Hence, growth itself did not push up stocks. Other macro factors, which impacted corporate earnings more directly, and in a more meaningful way led to a mini-minor boom. By the end of the calendar year, the indices gave a decent return of 10 per cent. If one considers the returns between January and September 2025, it was near zero. The indices moved in a band, and finished almost where they started from. Similarly, growth is expected to slow down over the last two quarters of the ongoing fiscal year. This may be true in the first half of the next fiscal too. Yet, the consensus is that Indian indices and equities will boom in 2026, as corporate earnings perk up.
Yet another unquestioned axiom about the stock markets is that net inflows and outflows of the money in equities determines their movements. Earlier, from the 1990s to 2010s, foreign flows were crucial. Since, the foreigners owned a substantial portion of the equities, the latter fell when the former withdrew the money, and went up when they pumped in huge amounts. In 2025, although the foreigners were net sellers in the secondary markets, domestic inflows through mutual funds, and SIPs ensured resilience, and the markets did go up in the last three months of the calendar year.
However, the analysis by the DSP Mutual Fund indicates that across the various caps, the fund flows “tend to surge after strong returns, and fade when performance weakens. Even with the massive cumulative FII and DII inflows in recent years, markets have often stalled or corrected, illustrating that flows generally follow returns rather than dictating them.” In effect, the rise of the stocks pushes investors, both foreigners and Indians, to pump in more money, and vice versa. The opposite may or may not be true. It is like manufacturing capacities and investments, which tend to go up after demand is stretched, and supplies are unable to cope up.

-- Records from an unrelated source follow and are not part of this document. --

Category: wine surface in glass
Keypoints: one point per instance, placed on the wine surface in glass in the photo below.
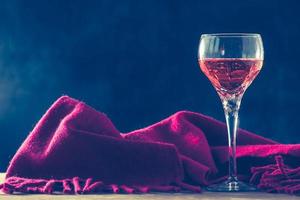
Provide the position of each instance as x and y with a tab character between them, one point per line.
231	76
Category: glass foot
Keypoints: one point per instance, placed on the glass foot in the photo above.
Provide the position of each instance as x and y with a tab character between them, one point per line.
231	186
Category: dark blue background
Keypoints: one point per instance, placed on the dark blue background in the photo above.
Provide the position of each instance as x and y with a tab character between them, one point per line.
137	62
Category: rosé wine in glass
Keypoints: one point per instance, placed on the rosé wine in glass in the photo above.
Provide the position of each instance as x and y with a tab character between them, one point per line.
231	61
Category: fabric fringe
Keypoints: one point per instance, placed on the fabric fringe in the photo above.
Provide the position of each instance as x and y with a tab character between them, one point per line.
277	178
76	185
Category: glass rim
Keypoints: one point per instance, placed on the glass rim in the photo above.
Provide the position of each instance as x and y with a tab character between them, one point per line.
230	35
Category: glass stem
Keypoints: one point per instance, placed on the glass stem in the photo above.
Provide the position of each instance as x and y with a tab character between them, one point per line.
231	109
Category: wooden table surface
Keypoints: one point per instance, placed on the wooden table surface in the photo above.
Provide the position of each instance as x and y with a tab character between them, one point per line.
155	196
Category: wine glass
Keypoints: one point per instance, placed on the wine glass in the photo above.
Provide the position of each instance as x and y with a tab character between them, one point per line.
231	61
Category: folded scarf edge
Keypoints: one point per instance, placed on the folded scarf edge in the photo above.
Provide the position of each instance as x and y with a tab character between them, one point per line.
76	185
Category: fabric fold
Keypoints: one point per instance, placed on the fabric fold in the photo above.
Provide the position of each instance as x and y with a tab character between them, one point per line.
75	149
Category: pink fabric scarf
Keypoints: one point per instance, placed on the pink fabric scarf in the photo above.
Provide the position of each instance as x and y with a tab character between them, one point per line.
75	149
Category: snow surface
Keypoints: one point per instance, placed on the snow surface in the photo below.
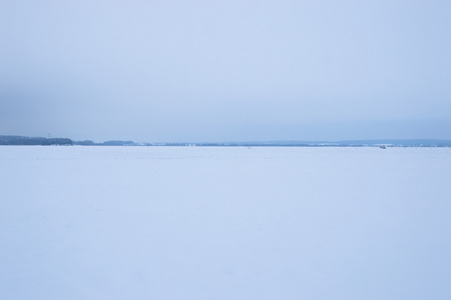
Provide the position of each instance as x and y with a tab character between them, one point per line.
225	223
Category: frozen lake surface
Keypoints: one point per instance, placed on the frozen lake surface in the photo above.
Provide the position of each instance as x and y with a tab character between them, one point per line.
225	223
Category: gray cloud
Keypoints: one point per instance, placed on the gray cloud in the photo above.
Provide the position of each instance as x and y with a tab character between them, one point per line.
183	70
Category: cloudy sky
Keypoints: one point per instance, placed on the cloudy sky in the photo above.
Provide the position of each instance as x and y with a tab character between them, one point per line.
225	70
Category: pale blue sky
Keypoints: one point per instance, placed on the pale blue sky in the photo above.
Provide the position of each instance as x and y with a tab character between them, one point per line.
225	70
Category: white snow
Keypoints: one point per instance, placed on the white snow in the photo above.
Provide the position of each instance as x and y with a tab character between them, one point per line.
225	223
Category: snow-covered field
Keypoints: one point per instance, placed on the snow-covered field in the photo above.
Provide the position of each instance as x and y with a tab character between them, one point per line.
225	223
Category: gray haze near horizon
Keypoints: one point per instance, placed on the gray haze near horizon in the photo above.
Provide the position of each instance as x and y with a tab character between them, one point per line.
225	70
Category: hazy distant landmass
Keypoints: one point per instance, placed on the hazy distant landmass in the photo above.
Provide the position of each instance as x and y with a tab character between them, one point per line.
29	141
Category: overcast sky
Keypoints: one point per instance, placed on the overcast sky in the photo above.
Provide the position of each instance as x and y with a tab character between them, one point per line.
225	70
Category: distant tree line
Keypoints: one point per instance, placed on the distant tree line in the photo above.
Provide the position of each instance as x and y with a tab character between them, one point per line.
33	141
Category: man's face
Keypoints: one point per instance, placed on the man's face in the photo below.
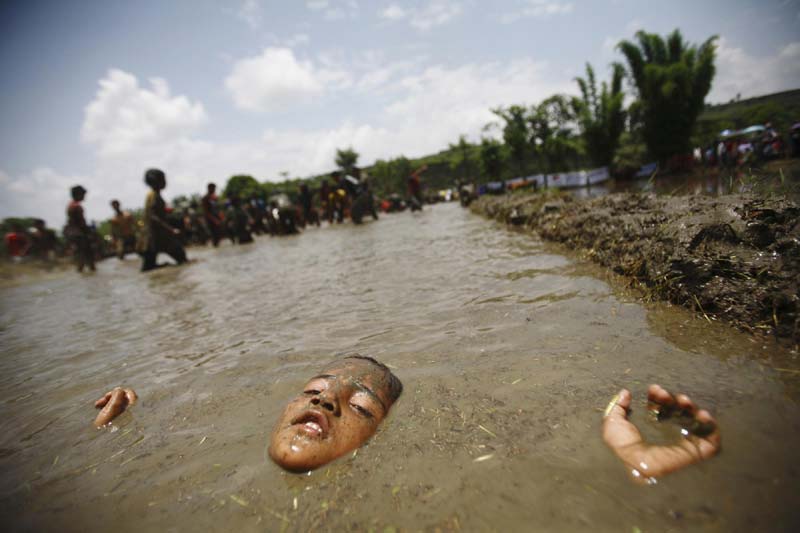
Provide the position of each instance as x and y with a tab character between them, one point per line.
336	413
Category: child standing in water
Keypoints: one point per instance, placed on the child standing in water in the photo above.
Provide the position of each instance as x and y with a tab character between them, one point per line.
158	235
77	232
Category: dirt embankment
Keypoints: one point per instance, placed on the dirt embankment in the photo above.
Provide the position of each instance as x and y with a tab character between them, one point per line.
735	257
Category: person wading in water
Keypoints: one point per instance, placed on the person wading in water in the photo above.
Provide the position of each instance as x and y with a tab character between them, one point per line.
158	235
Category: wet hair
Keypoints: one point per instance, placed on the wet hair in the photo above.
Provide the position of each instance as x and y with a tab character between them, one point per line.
395	385
154	175
77	191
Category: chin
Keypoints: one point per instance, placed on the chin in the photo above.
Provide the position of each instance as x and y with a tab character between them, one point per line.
302	460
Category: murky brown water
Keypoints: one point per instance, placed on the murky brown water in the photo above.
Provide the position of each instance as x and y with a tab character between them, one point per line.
506	349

Most economists, and policy-makers seem sure that India will become a $30-trillion economy by 2050. Even senior ministers have boasted about it with aplomb and confidence. The whole objective of India@2047 is to reach such an unbelievable GDP target. But the DSP analysis debunks this myth. It states that for India to reach $30 trillion, the GDP will need to grow by nearly nine per cent every year, for the next 25 years. This has never happened in the past. Except for China, and possibly the Asian Tigers for a decade or two, no nation has witnessed such growth for long periods.
A compounded growth rate of nine per cent is not impossible, but it is tough and unimaginable. “With long-term real growth closer to six per cent, and only one five-year period, ending FY-08, approaching the required trajectory,” according to a media report, “DSP argues that a more plausible outcome is nearer to $20 trillion even under optimistic doubling-every decade assumptions.” Thus, reality is vastly different from beliefs, and expectations. However, the GDP size does not really matter. It is only for a pat on the back that we are the third, or second largest economy. What is crucial is the per capita income, and distribution of wealth to negate inequalities.

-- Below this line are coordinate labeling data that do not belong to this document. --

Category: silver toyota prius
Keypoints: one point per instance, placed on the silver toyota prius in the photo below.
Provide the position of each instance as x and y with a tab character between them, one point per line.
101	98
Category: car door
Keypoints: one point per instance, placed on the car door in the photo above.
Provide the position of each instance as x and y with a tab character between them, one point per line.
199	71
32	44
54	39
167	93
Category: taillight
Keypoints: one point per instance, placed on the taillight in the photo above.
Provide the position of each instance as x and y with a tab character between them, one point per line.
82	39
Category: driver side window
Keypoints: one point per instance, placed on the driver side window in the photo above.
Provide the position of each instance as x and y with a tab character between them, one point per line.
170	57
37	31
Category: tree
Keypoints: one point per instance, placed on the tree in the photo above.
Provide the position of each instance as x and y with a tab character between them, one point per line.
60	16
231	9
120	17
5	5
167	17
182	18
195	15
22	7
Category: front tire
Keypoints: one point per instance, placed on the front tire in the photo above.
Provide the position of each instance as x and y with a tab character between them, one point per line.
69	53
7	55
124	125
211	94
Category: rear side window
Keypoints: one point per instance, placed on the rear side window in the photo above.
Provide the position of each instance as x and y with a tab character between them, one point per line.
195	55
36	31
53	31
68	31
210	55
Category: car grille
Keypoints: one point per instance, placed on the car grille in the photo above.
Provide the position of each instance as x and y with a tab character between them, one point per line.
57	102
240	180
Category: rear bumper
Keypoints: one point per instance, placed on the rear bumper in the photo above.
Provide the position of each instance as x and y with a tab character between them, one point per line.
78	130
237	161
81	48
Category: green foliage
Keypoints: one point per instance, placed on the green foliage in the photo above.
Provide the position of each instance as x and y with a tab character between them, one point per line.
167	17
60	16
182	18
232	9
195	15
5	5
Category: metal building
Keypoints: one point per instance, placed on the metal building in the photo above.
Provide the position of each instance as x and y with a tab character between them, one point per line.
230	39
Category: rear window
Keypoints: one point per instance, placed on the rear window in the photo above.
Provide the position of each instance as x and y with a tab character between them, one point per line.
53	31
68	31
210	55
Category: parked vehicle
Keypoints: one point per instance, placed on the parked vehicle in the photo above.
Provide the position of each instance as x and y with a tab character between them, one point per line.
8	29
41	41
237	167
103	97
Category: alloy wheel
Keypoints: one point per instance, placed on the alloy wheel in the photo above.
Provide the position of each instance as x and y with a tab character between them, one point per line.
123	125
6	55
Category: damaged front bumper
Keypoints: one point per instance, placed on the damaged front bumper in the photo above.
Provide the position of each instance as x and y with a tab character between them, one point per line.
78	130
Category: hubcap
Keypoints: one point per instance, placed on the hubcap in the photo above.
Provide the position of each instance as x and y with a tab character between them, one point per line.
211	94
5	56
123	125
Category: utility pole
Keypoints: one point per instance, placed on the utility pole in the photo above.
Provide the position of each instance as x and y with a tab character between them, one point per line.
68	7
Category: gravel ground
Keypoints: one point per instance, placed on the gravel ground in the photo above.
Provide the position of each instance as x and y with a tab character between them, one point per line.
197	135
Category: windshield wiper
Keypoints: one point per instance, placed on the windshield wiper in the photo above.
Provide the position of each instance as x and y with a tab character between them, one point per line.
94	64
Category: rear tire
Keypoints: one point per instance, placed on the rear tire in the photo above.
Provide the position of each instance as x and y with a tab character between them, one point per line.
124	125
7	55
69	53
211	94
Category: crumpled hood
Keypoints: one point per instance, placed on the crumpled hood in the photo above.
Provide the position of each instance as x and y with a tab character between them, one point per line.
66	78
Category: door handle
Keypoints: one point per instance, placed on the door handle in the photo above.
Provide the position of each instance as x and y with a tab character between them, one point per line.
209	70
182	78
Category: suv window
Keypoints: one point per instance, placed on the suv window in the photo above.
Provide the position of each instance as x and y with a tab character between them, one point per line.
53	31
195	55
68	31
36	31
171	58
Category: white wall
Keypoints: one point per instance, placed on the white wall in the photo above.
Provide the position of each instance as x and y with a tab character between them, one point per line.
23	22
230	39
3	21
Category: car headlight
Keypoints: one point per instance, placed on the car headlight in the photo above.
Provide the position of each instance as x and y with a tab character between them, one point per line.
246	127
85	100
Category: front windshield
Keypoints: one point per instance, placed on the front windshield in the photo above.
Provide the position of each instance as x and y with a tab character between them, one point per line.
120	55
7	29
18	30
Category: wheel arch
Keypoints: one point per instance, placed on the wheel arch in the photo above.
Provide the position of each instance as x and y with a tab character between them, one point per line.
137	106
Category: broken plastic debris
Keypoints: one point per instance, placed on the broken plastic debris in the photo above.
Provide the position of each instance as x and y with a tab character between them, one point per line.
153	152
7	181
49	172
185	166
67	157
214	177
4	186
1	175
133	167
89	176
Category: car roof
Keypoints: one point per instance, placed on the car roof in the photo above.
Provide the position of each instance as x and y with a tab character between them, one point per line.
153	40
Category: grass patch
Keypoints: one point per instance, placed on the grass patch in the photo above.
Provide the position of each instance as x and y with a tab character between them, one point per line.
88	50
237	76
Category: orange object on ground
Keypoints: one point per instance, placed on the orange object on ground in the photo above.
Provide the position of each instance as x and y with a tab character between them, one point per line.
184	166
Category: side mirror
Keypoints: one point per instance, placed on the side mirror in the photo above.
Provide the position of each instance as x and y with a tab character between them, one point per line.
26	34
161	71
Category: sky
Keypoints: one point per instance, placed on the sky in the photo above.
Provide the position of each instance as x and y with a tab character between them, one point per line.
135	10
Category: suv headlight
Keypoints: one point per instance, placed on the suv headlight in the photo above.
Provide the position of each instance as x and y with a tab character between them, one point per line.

In its report that decimates 12 widely-accepted myths about stocks, GDP, and investments, DSP tackles several ones that have gained popularity in the recent past. One of them pertains to the widely-hyped thinking that gold is useless, and offers returns that are puny compared to equities in the long run. Several analyses prove that over 50 or 100 years, gold gives small returns. But, in India, only a quarter of the Nifty 500 stocks have “beaten gold on a market-cap-weighted basis” over the past 25 years. Similarly, to accept that due to gold’s rise in the post-pandemic period, it is the game in town, is a fallacy. For long periods, gold remains unmoved before it takes off.